Putin zeigt vor allem den Russen, wo der Hammer hängt, das ist bei seiner Krim-Annexion wohl das Entscheidende: Der Westen, die Nato, Europa, ja selbst die Ukraine sind ihm vergleichsweise egal, wenn bloß in Russland selbst die Nachricht die Runde macht, dass vielleicht der ukrainische (Ex-)Präsident Janukowitsch zu schwach ist, um "nationale Interessen" durchsetzen zu können, nicht aber Zar Putin, der Herr aller Russen. Denn der steht dem folgsamen Teil seiner Bevölkerung auch in der Fremde bei, um dem weniger folgsamen Teil seiner Bevölkerung im eigenen Land künftig umso patriotischer einen Mangel an Subordination vorwerfen - und jede Kritik (gewaltsam) verstummen lassen - zu können.

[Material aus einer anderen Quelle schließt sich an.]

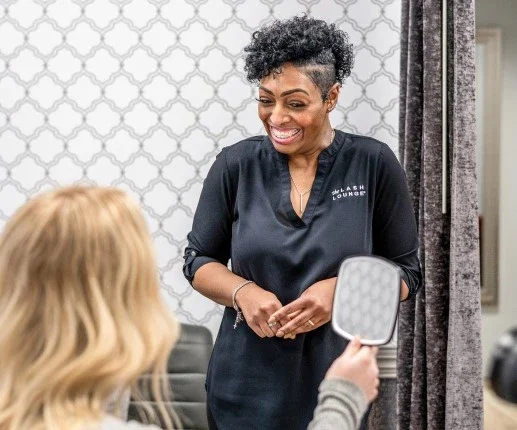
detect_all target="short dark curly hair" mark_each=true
[244,15,354,99]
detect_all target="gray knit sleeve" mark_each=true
[307,378,367,430]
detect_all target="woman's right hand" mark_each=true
[325,337,379,402]
[235,283,287,337]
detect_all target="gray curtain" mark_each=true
[397,0,483,430]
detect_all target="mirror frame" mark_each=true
[476,27,502,306]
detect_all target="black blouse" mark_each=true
[183,131,421,430]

Dass die Vertreter der deutschen Linkspartei sich in ihrem (Selbst-)Hass auf alles, was nach "Westen", "Amerika" und "Kapitalismus" riecht, in diesen Tagen zu ganz großen Putin-Verstehern aufschwingen und der angeblich verletzten russischen Seele ihren ideologisch verblendeten Beistand bezeugen, stand zwar zu befürchten, ist aber außenpolitisch nicht weiter von Belang und innenpolitisch auf höchst angenehme Weise lehrreich. Wer je als Anhänger der SPD oder der Grünen mit dem Gedanken gespielt haben sollte, Deutschland würde vielleicht auch von Rot-Rot-Grün anständig regiert werden können, wird diesen Gedanken nach den Wortbeiträgen von Fraktionschef Gregor Gysi zur Krim-Krise hoffentlich für immer und ewig verwerfen. Den Griff Putins nach der Krim damit zu relativieren, dass auch "der Westen" bei seinem Eingreifen im Kosovo das Völkerrecht verletzt habe, ist scheinheilig, heuchlerisch, verlogen - schlicht indiskutabel. Ein gutes Argument hört auf gut zu sein, wenn man es erkennbar zum Vorwand und Instrument seiner eigenen schlechten Absichten herabwürdigt.